Chinua Achebe on Conrad's Heart of the Darkness and its racism:
I did not see myself as an African in those books. I took sides with the white men against the savages. In other words, I went through my first level of schooling thinking I was of the party of the white man in his hair-raising adventures and narrow escapes. The white man was good and reasonable and smart and courageous. The savages arrayed against him were sinister and stupid, never anything higher than cunning. I hated their guts.

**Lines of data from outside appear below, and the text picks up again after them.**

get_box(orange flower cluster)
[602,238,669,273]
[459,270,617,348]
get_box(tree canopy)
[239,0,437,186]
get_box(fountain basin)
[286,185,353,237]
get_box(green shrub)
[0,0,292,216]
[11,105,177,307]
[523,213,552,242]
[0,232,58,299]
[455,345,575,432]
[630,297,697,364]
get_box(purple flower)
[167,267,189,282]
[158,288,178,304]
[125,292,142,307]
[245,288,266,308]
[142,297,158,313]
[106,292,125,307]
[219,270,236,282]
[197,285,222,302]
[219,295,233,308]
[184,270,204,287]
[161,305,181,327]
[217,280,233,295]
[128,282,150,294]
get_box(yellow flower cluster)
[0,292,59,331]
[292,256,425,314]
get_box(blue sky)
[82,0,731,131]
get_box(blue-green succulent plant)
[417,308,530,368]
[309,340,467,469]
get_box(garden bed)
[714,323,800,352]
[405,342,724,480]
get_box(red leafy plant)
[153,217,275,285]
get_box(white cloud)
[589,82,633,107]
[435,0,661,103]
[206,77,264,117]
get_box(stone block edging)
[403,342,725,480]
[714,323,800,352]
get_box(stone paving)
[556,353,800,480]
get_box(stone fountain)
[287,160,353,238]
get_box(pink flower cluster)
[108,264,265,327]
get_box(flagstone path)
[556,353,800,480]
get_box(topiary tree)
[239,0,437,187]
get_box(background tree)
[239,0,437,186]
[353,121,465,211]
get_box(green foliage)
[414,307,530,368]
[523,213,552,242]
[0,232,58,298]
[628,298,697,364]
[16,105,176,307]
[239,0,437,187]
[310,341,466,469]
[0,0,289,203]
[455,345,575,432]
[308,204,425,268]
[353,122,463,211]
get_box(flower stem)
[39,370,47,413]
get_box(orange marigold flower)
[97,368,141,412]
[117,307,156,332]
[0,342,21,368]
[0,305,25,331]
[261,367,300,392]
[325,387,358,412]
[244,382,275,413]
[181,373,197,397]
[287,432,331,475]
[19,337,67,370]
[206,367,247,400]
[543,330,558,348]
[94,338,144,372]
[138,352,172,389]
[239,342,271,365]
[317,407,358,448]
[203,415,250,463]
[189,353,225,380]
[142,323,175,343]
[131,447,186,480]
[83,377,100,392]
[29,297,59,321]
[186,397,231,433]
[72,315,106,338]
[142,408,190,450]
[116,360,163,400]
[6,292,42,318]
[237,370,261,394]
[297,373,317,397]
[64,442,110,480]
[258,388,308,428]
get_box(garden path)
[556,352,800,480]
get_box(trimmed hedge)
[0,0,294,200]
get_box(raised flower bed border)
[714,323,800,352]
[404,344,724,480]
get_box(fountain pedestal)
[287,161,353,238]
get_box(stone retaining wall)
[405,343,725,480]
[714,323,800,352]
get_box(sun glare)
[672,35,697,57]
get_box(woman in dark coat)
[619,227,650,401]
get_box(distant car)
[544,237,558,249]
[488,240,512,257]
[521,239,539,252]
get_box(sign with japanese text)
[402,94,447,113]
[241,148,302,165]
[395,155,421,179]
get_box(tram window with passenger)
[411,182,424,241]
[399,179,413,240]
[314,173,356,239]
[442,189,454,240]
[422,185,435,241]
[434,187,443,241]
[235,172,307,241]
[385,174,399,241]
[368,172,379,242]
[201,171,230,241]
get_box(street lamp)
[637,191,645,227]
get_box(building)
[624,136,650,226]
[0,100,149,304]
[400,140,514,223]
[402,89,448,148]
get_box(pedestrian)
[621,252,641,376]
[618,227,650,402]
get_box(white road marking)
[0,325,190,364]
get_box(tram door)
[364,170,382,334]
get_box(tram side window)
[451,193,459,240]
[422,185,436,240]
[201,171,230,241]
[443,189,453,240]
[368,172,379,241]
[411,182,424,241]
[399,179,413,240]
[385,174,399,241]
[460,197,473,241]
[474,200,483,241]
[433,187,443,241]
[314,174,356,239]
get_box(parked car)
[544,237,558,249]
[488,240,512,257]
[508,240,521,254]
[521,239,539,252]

But a time came when I reached the appropriate age and realized that these writers had pulled a fast one on me! I was not on Marlowe’s boat steaming up the Congo in ‘Heart of Darkness’; rather, I was one of those unattractive beings jumping up and down on the riverbank, making horrid faces.”
I've always wondered how much racism is acceptable for books who written in times when the prejudices which they transcribe were the norm. In other words, should we be able to read Conrad, Voltaire, or Céline without feeling not only guilty, but dirty? Can any work of fiction ever be equated to The Protocols of the Elders of Zion or Mein Kempf ? My only problem with The Heart of Darkness has always been the chosen limitations, which Conrad placed on the story because he was aware on his superfluousness and the subjectivity of his experience in the Congo and of the fact that he needed to give his readers what they wanted. I would have love The Heart of Darkness to have been more graphic, that is for example for "the savages" to either eat the "whites" on the boat or for the "civilized" people to just massacre them. What I'm trying to say is that fiction has a right to racist, grotesque, vile or whatever else, the problem is its infeudation to biography or reality, when it is asked to represent the world as it should be or even as it is. Achebe seems not to be able to accept the fact that racists or rather prejudiced people can be good and even great writers and that to me is disappointing.